Out of the
CROOKED TIMBER
of humanity, no straight thing was made
by
Henry on
January 24, 2010
Arthur Goldhammer’s
excellent blog on French politics and society points to
this article on the French
pact civil de solidarité
– a kind of civil union introduced in 1999/2000, largely as an
alternative to gay marriage. But the pacs has had very interesting
consequences for straight couples (95% of couples with pacs are
straight), as this chart shows.
The growth of the pacs’ popularity over its first decade is
striking. There are now two pacs for every three marriages.
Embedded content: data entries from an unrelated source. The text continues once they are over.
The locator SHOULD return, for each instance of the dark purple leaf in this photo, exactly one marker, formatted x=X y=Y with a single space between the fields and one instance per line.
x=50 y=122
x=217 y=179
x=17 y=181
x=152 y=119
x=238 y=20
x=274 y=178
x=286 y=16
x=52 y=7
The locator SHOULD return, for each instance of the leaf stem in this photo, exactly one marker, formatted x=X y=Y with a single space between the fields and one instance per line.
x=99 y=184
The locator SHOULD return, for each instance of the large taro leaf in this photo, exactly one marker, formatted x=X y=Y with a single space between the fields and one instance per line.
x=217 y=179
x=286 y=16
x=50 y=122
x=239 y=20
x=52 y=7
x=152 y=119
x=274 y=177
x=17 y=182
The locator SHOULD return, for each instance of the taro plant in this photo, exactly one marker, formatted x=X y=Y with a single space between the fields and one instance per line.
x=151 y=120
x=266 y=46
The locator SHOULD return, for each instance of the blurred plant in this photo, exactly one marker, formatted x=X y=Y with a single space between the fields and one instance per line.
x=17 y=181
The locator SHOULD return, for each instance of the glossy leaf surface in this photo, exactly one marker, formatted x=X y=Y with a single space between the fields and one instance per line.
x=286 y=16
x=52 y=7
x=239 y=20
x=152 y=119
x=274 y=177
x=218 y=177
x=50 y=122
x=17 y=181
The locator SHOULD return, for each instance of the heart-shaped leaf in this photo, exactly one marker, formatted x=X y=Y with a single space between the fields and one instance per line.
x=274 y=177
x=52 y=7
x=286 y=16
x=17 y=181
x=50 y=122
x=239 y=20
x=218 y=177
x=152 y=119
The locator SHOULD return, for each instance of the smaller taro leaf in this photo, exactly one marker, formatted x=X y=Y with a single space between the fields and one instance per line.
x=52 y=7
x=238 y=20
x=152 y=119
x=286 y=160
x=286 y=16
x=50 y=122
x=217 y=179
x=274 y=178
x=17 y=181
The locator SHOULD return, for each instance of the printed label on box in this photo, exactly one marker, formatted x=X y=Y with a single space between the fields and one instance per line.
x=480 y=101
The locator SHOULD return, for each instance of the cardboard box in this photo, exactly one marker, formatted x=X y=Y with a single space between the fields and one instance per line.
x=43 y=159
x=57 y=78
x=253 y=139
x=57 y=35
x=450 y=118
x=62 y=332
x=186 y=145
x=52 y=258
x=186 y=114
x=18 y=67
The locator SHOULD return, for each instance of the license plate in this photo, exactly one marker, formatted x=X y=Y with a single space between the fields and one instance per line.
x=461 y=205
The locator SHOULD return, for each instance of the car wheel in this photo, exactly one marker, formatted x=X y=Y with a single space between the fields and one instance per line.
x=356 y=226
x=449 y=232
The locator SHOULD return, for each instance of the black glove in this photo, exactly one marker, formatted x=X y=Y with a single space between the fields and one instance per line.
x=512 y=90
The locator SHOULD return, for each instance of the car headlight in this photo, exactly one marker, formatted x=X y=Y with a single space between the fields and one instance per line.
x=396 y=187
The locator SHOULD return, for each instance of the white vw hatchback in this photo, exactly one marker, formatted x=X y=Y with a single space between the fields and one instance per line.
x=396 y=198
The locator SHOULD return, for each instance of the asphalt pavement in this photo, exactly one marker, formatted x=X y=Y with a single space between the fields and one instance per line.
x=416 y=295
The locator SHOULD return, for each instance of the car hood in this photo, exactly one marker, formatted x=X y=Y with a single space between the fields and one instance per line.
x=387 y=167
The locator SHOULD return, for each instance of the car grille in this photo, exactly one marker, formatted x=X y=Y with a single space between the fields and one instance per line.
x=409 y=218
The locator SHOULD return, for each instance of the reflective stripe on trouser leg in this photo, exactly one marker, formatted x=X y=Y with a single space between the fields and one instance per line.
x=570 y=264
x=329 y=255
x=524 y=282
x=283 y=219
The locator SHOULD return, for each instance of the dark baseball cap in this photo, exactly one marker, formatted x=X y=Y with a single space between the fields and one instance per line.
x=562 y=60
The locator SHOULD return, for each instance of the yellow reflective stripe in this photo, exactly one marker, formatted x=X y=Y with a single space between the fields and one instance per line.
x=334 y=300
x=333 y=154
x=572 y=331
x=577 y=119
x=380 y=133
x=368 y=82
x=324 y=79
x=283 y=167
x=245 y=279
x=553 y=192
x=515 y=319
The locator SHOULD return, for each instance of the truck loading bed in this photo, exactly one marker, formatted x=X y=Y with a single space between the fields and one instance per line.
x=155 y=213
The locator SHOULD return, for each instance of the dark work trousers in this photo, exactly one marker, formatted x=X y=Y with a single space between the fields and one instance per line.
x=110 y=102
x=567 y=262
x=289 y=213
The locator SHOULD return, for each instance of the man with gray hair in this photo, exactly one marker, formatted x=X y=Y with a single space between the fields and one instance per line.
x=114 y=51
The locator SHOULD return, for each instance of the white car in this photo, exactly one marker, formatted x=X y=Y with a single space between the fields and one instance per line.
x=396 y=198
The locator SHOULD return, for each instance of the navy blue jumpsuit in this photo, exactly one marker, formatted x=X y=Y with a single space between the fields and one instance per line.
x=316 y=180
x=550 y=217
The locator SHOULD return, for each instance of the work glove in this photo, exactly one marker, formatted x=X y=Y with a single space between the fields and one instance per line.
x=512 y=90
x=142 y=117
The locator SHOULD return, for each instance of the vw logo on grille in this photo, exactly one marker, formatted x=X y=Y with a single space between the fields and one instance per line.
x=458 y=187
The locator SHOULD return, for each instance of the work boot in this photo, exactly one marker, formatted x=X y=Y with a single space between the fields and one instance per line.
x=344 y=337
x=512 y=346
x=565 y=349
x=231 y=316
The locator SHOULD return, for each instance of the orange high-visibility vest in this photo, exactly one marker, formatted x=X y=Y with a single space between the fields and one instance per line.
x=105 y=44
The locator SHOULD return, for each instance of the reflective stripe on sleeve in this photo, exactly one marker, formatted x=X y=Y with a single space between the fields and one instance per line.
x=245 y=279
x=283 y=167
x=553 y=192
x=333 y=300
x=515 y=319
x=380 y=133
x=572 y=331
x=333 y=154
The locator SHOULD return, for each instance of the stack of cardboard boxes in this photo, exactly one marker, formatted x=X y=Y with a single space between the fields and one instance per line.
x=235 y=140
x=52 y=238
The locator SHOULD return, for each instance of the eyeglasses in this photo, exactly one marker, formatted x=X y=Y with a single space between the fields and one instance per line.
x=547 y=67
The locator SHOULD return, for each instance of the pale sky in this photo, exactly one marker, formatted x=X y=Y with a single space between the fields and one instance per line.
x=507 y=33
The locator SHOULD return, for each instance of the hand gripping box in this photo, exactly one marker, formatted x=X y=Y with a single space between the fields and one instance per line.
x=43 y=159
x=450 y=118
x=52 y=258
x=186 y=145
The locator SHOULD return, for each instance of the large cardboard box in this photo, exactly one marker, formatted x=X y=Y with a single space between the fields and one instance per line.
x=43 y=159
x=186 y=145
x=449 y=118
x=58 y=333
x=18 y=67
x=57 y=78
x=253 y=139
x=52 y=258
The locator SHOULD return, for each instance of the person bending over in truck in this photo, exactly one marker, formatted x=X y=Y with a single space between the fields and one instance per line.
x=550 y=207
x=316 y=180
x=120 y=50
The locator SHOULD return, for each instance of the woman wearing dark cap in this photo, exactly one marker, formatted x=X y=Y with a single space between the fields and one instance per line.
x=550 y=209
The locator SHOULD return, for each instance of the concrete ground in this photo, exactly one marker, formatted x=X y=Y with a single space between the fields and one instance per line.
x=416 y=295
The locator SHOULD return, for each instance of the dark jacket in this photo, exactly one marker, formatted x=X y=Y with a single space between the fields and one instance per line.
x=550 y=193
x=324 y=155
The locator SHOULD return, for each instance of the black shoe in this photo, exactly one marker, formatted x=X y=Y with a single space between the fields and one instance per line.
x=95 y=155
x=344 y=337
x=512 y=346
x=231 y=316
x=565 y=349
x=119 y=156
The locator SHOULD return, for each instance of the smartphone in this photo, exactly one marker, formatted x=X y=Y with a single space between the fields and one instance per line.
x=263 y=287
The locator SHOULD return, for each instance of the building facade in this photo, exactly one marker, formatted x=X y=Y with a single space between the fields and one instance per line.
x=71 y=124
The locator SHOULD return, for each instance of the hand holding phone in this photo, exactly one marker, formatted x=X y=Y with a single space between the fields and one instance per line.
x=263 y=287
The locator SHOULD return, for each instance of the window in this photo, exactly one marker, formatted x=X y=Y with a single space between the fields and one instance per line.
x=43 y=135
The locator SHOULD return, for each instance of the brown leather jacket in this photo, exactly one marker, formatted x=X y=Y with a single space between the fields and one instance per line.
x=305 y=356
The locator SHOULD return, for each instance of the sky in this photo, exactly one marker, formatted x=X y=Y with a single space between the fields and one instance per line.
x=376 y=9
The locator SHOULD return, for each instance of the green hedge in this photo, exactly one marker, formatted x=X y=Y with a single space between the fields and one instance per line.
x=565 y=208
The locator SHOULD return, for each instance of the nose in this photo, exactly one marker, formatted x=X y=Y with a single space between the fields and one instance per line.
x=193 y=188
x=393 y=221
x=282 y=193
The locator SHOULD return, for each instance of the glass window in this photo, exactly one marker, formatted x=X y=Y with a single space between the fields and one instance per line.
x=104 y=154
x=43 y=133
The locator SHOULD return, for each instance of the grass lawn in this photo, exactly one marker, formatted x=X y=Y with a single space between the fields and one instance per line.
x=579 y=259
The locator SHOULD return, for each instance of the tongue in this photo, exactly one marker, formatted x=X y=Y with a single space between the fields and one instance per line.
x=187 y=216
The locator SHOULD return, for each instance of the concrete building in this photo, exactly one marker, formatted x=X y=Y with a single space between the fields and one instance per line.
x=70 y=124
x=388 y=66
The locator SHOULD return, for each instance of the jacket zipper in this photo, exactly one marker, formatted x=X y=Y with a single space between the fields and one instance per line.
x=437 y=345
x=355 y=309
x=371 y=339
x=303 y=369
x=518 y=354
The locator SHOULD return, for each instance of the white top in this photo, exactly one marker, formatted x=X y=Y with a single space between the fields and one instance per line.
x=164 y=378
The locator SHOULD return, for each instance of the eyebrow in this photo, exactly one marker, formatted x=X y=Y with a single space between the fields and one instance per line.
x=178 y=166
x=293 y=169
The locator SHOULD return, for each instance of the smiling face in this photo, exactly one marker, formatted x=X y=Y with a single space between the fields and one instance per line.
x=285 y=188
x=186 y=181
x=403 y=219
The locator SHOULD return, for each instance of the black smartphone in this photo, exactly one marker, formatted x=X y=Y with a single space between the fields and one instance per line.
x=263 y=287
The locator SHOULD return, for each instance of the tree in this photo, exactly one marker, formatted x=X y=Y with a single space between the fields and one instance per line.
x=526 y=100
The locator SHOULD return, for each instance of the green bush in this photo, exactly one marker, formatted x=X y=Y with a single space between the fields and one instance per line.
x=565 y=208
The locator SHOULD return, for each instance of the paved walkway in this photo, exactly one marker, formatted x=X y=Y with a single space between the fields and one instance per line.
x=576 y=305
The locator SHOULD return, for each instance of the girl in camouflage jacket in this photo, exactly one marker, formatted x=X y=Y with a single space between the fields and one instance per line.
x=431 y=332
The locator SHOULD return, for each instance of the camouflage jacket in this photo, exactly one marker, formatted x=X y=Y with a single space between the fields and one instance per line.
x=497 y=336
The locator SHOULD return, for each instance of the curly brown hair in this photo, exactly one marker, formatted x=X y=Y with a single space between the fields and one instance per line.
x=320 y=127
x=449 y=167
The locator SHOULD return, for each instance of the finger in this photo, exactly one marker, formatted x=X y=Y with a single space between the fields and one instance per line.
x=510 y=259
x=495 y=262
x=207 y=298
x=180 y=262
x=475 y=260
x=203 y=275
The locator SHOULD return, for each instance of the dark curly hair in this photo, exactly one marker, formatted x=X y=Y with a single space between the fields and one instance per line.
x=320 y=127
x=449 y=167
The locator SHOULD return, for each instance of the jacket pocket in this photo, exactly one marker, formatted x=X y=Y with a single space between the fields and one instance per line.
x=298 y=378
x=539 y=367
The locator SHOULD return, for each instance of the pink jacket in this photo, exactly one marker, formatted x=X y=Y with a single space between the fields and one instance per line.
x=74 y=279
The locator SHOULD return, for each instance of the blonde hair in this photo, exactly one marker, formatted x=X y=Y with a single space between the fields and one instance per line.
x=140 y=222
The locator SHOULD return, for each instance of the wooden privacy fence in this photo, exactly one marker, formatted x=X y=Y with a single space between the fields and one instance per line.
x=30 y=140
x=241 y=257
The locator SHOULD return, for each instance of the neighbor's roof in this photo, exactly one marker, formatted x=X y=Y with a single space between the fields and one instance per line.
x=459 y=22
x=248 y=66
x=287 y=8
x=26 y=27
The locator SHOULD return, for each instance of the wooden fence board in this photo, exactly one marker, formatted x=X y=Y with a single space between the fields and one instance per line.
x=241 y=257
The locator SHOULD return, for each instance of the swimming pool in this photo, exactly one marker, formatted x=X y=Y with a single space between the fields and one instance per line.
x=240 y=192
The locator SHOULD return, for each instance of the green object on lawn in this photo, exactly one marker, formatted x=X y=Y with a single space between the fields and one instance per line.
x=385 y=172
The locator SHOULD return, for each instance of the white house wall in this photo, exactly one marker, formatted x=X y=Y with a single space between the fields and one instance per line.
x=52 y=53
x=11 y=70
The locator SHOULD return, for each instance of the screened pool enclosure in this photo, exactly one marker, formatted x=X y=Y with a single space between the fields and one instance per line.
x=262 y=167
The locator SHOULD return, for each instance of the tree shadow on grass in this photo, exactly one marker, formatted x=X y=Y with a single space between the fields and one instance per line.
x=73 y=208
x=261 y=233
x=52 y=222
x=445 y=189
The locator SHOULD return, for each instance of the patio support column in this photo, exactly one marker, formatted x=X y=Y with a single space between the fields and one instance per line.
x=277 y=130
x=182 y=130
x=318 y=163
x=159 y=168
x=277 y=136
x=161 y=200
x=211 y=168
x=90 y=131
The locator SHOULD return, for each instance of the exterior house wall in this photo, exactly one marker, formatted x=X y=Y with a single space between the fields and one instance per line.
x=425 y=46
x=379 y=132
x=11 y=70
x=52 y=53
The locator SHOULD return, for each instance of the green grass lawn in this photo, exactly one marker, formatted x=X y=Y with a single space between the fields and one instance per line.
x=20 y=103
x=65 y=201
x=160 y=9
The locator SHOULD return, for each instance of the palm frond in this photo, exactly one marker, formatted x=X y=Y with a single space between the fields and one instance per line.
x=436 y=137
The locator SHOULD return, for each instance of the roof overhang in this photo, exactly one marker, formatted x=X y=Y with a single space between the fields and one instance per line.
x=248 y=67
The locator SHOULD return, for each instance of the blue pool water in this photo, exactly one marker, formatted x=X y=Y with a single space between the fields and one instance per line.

Interestingly, this is because of both a significant decline in
marriage, and a significant increase in the overall number of people
willing to engage in some kind of state-sanctioned relationship. While
you would obviously need more finely grained data to establish this
properly, the obviously intuitive interpretation of this (at least to
me) is that the pacs have grown
both by providing an option for people who would probably not have gotten married in the first place,
and
attracted a number of people who otherwise would have gotten married,
but who prefer the pacs’ lower level of formality (it is much easier to
cancel a pacs relationship than to get divorced).
Perhaps this provides
grist for the mills of social conservatives (who could claim, stretching
the data a bit, that gay-appeasing civil unions are undermining the
sacred institution of marriage) – but it would oblige them to face up to
the question of whether they should
prefer gay marriage to
potentially corrosive civil unions that straight couples can take
advantage of too. Liberals and leftwingers don’t face nearly the same
dilemma, since they can reasonably assume that those who choose civil
unions over marriage have good reason for doing so (and perhaps will get
married later if they want to; obviously, you can’t tell from data like
this how many partners in pacs decide to get married later on).